Pathological examination revealed a well encapsulated tumor exhibiting areas of organized spindle-shaped cells in a palisading arrangement around acellular, and eosinophilic areas forming Verocay bodies giving Antoni type ‘A’ pattern. Other areas with Antoni type ‘B’ pattern exhibited less cellularity with less organized cells, which were plump, spindle-shaped and were generally seen adjacent to dense vascular areas (Fig. 3A–C). Immunohistochemical investigation of the tumor cells showed diffuse, strongly positive staining of S-100 protein (Fig. 3D). These findings were compatible with the diagnosis of Schwannoma.
Former studies[14,15,16] independently reported the mean patient age of 42, 32.6 and 45 years respectively. The epidemiologic data onto the patients included in this study match previously description of gender and age distributions. Most of the literature reported the most common site of extracranial schwannomas in the head and neck is the parapharyngeal region , with floor of mouth localization, especially derived from HyN, being relatively rare.
Clinically, schwannomas are often misdiagnosed as other common benign lesions such as pleomorphic adenomas, fibromas, or mucous retention cysts on account of their slow growth. Patients usually present with an insidious-onset gradually progressive swelling which may or may not be accompanied by paresthesia . The most common presenting symptoms of Hyn-derived schwannoma included tongue deviation , headaches , vertigo and nausea . Hypoglossal nerve palsy was the most frequent presenting sign, occurring in 80% of the cases . In our study, we limited the location to the mouth floor. Accordingly, the symptom of speech disturbance and tongue were noted in 66.6% and 55.5% respectively, while other symptoms were not recorded.
MRI was by far the most frequently utilized imaging modality used for the auxiliary diagnosis of schwannoma. Previous studies indicated that hypoglossal schwannomas appear T1 hypointense and T2 hyperintense, with heterogeneous enhancement in contrast-enhanced studies . In case.1 of our study, the tumor displayed a heterogeneously equal signal on T1-weighted images, and showed a heterogeneously high signal on T2-weighted images. The hyperintensity of hypoglossal schwannomas on T1 images can be variable depending on the predominance of Antoni B fibers .

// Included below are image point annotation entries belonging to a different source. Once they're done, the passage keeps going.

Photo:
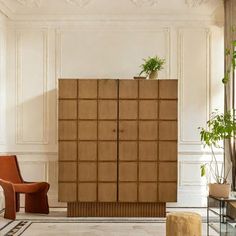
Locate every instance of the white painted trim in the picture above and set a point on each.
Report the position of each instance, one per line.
(180, 73)
(19, 107)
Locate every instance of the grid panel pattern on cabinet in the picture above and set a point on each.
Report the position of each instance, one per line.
(147, 140)
(118, 140)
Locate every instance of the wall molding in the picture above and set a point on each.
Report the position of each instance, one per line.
(19, 92)
(181, 77)
(140, 3)
(195, 3)
(188, 182)
(2, 86)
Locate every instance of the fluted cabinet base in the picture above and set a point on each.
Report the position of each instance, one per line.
(111, 209)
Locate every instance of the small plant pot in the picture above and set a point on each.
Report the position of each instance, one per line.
(219, 190)
(153, 75)
(139, 77)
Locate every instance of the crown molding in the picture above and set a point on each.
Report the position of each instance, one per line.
(141, 3)
(195, 3)
(79, 3)
(30, 3)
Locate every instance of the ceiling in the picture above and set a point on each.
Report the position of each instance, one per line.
(20, 9)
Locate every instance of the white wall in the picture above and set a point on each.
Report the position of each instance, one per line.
(38, 53)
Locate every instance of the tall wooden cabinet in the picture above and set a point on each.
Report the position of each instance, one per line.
(117, 146)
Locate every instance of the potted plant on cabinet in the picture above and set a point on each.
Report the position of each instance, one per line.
(221, 126)
(151, 66)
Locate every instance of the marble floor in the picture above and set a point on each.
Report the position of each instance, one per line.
(56, 223)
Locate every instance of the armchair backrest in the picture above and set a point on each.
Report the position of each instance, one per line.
(9, 169)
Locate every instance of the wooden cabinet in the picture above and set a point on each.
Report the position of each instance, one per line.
(117, 146)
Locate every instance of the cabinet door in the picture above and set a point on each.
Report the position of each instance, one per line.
(148, 141)
(97, 141)
(107, 140)
(128, 141)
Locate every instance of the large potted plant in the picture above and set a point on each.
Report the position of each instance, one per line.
(220, 126)
(151, 66)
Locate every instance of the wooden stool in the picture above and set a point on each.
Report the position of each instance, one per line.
(183, 224)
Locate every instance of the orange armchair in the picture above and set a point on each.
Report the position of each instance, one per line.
(36, 200)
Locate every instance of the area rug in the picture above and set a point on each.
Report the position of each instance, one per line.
(56, 223)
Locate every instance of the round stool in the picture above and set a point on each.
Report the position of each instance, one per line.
(183, 224)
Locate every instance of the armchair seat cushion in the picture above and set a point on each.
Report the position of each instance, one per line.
(30, 187)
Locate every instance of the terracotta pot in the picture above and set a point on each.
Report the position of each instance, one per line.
(153, 75)
(219, 190)
(139, 77)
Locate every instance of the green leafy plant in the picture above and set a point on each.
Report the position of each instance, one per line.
(220, 126)
(152, 64)
(230, 54)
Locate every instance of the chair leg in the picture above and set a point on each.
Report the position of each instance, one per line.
(10, 200)
(17, 202)
(37, 202)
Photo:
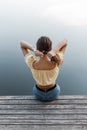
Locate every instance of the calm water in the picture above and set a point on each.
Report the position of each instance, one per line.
(17, 24)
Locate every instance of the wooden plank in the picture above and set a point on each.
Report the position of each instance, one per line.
(30, 97)
(35, 112)
(42, 106)
(43, 117)
(26, 112)
(24, 102)
(43, 127)
(43, 122)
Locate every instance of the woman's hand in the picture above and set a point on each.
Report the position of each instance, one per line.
(38, 53)
(50, 54)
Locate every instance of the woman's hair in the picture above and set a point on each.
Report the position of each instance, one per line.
(44, 44)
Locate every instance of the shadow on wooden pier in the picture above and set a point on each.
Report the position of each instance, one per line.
(28, 113)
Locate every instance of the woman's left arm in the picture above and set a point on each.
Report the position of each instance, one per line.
(25, 47)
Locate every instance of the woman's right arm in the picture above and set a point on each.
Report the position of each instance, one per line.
(61, 47)
(25, 47)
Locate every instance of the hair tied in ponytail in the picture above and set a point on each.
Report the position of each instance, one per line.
(44, 52)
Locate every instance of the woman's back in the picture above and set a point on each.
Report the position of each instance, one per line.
(44, 64)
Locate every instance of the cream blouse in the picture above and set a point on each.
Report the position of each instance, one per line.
(42, 77)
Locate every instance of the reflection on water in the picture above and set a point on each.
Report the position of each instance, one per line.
(15, 77)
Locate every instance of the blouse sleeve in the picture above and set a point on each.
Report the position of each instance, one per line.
(60, 56)
(29, 59)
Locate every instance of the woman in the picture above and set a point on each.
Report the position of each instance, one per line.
(45, 70)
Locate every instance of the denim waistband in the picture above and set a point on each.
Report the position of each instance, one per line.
(45, 90)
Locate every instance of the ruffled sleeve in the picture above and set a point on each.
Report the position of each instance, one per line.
(29, 59)
(60, 56)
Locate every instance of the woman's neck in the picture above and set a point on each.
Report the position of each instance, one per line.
(45, 57)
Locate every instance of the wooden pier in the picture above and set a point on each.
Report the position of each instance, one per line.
(28, 113)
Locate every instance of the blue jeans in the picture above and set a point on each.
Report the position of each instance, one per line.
(46, 95)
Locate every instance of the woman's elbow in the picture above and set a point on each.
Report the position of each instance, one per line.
(21, 44)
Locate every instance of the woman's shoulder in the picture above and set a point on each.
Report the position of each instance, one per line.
(43, 65)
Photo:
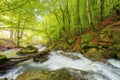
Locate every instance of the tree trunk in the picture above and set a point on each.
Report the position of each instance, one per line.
(88, 12)
(102, 9)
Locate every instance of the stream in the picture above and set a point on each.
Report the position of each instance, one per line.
(102, 71)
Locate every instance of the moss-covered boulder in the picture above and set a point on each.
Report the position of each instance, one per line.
(3, 59)
(27, 50)
(4, 78)
(94, 54)
(43, 56)
(72, 56)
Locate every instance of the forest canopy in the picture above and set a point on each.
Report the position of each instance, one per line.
(50, 21)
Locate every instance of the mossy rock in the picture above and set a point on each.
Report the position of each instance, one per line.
(27, 50)
(3, 59)
(43, 58)
(74, 57)
(94, 54)
(4, 78)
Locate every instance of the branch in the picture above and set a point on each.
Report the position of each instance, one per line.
(16, 7)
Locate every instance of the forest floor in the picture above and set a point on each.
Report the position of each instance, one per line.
(99, 43)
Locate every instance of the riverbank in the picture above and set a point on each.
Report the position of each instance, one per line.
(97, 44)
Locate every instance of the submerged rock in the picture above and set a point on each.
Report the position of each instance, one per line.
(27, 50)
(60, 74)
(4, 78)
(44, 57)
(74, 57)
(3, 59)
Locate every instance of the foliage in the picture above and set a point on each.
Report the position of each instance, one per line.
(52, 20)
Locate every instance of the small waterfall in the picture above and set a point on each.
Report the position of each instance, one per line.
(96, 70)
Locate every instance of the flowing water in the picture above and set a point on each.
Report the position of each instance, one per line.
(102, 71)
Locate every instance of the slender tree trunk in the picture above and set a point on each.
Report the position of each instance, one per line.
(11, 34)
(88, 12)
(18, 35)
(78, 17)
(102, 9)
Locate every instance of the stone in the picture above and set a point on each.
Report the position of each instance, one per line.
(3, 59)
(60, 74)
(43, 58)
(27, 50)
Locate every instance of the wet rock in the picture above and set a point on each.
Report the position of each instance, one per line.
(94, 54)
(44, 57)
(27, 50)
(4, 78)
(60, 74)
(3, 59)
(72, 56)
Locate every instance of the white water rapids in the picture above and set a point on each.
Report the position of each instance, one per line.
(103, 71)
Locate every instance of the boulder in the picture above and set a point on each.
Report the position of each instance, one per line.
(60, 74)
(3, 59)
(27, 50)
(94, 54)
(43, 58)
(4, 78)
(72, 56)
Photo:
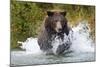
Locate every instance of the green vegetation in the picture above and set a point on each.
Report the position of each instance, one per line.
(27, 18)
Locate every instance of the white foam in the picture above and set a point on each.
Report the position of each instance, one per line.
(81, 42)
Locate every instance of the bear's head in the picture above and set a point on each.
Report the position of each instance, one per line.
(56, 22)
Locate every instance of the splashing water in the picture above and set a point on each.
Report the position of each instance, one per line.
(81, 42)
(82, 46)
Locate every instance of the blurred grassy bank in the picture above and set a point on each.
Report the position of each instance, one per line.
(27, 18)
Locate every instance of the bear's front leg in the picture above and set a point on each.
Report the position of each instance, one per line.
(62, 48)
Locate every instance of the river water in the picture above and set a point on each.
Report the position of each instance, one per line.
(82, 50)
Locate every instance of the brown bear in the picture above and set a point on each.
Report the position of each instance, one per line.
(55, 25)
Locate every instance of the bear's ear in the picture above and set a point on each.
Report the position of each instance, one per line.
(63, 13)
(49, 13)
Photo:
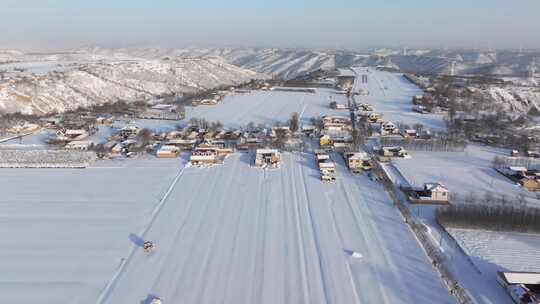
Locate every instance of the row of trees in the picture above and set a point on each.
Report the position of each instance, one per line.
(490, 217)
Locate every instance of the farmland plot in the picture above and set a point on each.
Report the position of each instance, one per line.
(237, 234)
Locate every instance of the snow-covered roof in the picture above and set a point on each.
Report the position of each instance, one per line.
(517, 169)
(437, 187)
(267, 151)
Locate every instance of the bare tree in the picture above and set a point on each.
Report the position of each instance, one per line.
(294, 122)
(144, 136)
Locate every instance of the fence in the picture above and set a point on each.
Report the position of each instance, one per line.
(438, 259)
(41, 158)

Schwannomas are highly radio-resistant; therefore, radiotherapy is not indicated for their management . The surgical excision is recommended as the primary therapeutic strategy for hypoglossal schwannomas. Considering the high morbidity and mortality rates before 1970, the standard treatment for neurilemmoma is complete surgical excision [23,24,25]. The malignant transformation of schwannomas is extremely rare . Outcomes after surgical excision of hypoglossal schwannomas tend to be favorable. Only two cases [27, 28] prior to 1970 ended in death were reported. In our research, no recurrence of the tumor has been observed after follow-up.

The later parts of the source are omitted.